The emergence of emicizumab, a bispecific antibody mimicking factor VIII cofactor function, offers a potential paradigm shift in AHA management that may mitigate this therapeutic paradox. A recent systematic review of 171 AHA patients treated with emicizumab demonstrated effective bleeding control with a favorable safety profile [12]. Notably, the GTH-AHA-EMI trial showed that emicizumab prophylaxis without concurrent immunosuppressive therapy during the initial 12 weeks reduced both bleeding rates and fatal infections compared with historical controls receiving immunosuppression alone, with 24-week survival rates of 90% versus 76% [13,14]. For patients like ours with exceptionally high inhibitor titers requiring prolonged intensive immunosuppression, emicizumab could theoretically provide hemostatic protection while allowing delayed or reduced-intensity immunosuppressive regimens, potentially avoiding the fatal infectious complications that ultimately claimed our patient’s life. However, significant barriers limit emicizumab accessibility in AHA. The drug remains off-label for AHA in most countries outside Japan, and the cost, approximately $500,000 annually at standard dosing, presents a substantial obstacle, particularly for uninsured or underinsured patients [15]. This economic reality may disproportionately affect patients from underserved communities, compounding existing healthcare disparities.

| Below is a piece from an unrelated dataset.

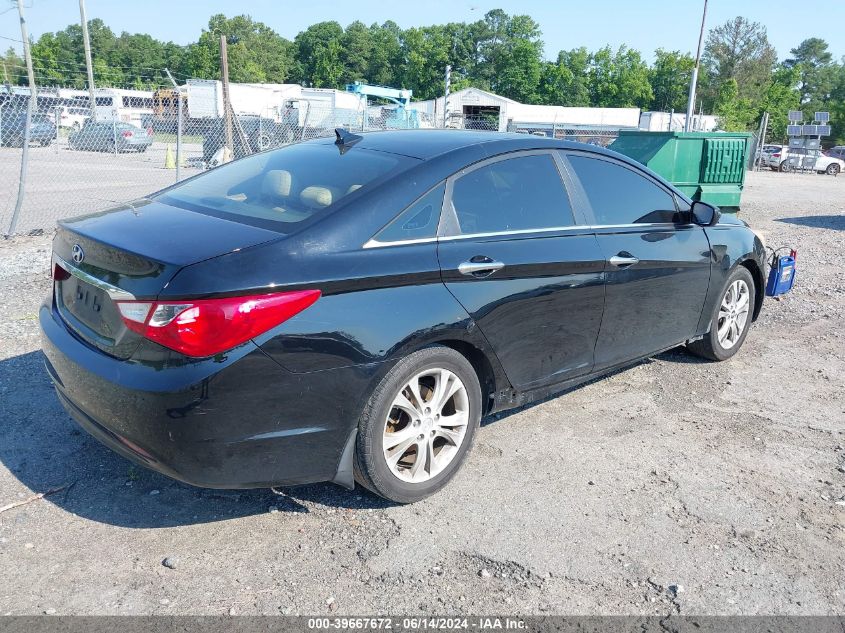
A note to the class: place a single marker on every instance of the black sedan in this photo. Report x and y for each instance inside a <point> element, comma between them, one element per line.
<point>348,309</point>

Finally, this case highlights important disparities in AHA recognition and representation. Our patient, an African American male, represents a demographic potentially underrepresented in AHA literature, which predominantly describes Caucasian populations [2]. The cutaneous manifestations of AHA, ecchymoses and subcutaneous hematomas, may appear differently on darker skin tones, presenting as deeper purple, brown, or hyperpigmented lesions rather than the classic red-blue discoloration typically depicted in medical literature [16]. The paucity of clinical images representing these findings across diverse skin tones has been associated with diagnostic delays and worse health outcomes in patients with skin of color [17]. As evidence supporting emerging therapies like emicizumab continues to accumulate, advocacy for expanded access, insurance coverage, and diverse representation in medical education will be essential to ensure equitable outcomes for all patients with this life-threatening condition.
Conclusions
This case of COVID-19-associated AHA with an inhibitor titer of 561-677 BU, among the highest reported in the literature, demonstrates that complete remission is achievable even with extraordinarily high titers through combination immunosuppressive therapy. However, our patient’s death from treatment-related sepsis despite achieving remission underscores the therapeutic paradox central to AHA management. Emerging therapies such as emicizumab may help mitigate this paradox by providing hemostatic protection while allowing reduced-intensity immunosuppression, though cost and off-label status currently limit accessibility. This case highlights the ongoing need to optimize treatment strategies that balance bleeding control with infection prevention while ensuring equitable access to novel therapeutics.